Improved reporting is not only a matter of methodological rigor; it is also critical for preserving both internal and external validity in randomized controlled trials. High or unexplained dropout can undermine the reliability of findings and limit their applicability in clinical settings. By identifying and addressing the underlying causes of participant loss, future research can generate more robust, generalizable evidence and contribute to safer, more inclusive implementation of VR in oncology care.

4.3. Limitations

This review presents several limitations that must be considered when interpreting the findings. First, the number of randomized controlled trials included was limited, which reduced the statistical power of the meta-analysis and restricted the generalizability of the results. Consequently, the subgroup and meta-regression analyses may have been underpowered to detect relevant associations between study characteristics and dropout rates.

Second, a significant proportion of studies did not adequately report the reasons for participant attrition or the timing of these losses. This lack of detail hinders our ability to identify patterns with regard to dropout and to develop evidence-based strategies aimed at improving retention in future trials. Third, due to the scarcity of trials employing immersive VR, it was not possible to evaluate whether this modality leads to higher or lower dropout rates compared to non-immersive approaches.

In addition, substantial variability in the characteristics of the study populations introduces clinical heterogeneity that limits the extrapolation of findings to specific subgroups. Finally, the overall certainty of evidence, as assessed using the GRADE framework, was rated as very low, which underscores the need for caution in interpreting the results and highlights the importance of conducting additional high-quality trials in this field. Finally, the inclusion of both adult and pediatric populations, although methodologically justified by the scarcity of available trials, introduces additional clinical heterogeneity. Differences in pain perception, cognitive development, and interaction with VR technology may affect adherence differently across age groups.
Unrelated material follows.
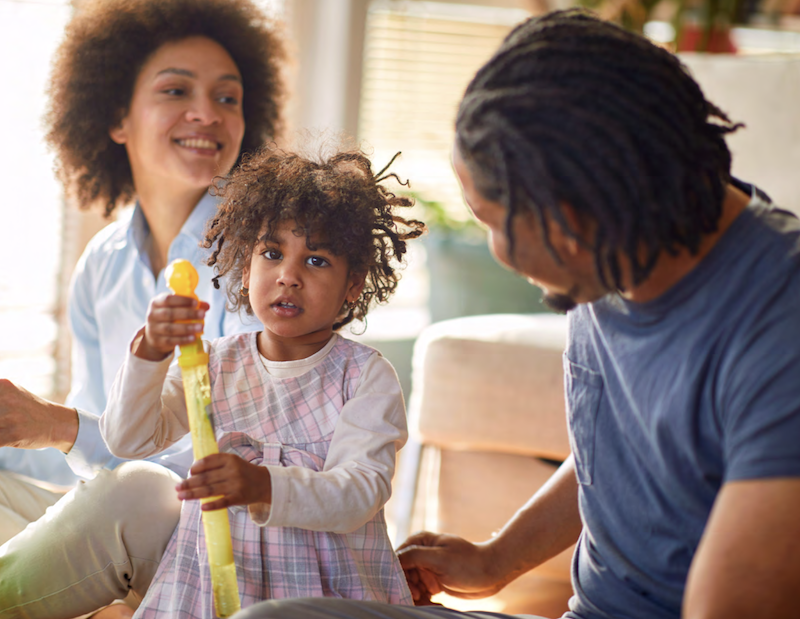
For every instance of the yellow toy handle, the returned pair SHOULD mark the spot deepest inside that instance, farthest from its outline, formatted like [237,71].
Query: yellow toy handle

Future research should consider stratifying analyses by age or focusing on more homogeneous populations to enhance interpretability and applicability.

5. Conclusions

This systematic review and meta-analysis is the first to quantify dropout rates in randomized controlled trials using virtual reality (VR) interventions for pain management in individuals with cancer. The pooled dropout rate was 16%, with slightly lower rates observed in VR-based interventions compared to controls, although without statistically significant differences. These findings suggest that VR interventions generally achieve acceptable retention rates in oncology settings.

However, substantial heterogeneity across studies—including differences in VR modalities, comparator groups, patient populations, and reporting practices—limits the ability to draw definitive conclusions about the overall feasibility and acceptability of VR interventions. Moreover, limited reporting on reasons for dropout restricts our understanding of factors influencing participant attrition.

Despite these limitations, this review provides a valuable benchmark for future clinical trial design, particularly regarding sample size estimation and retention expectations. Future research should prioritize standardized reporting of dropout reasons and adherence metrics and investigate how specific VR characteristics and patient factors influence engagement. Strengthening methodological rigor and transparency will be essential to optimize the integration of VR technologies into supportive cancer care and improve patient outcomes. Addressing these gaps will contribute to safer and more efficient integration of VR technologies into supportive cancer care.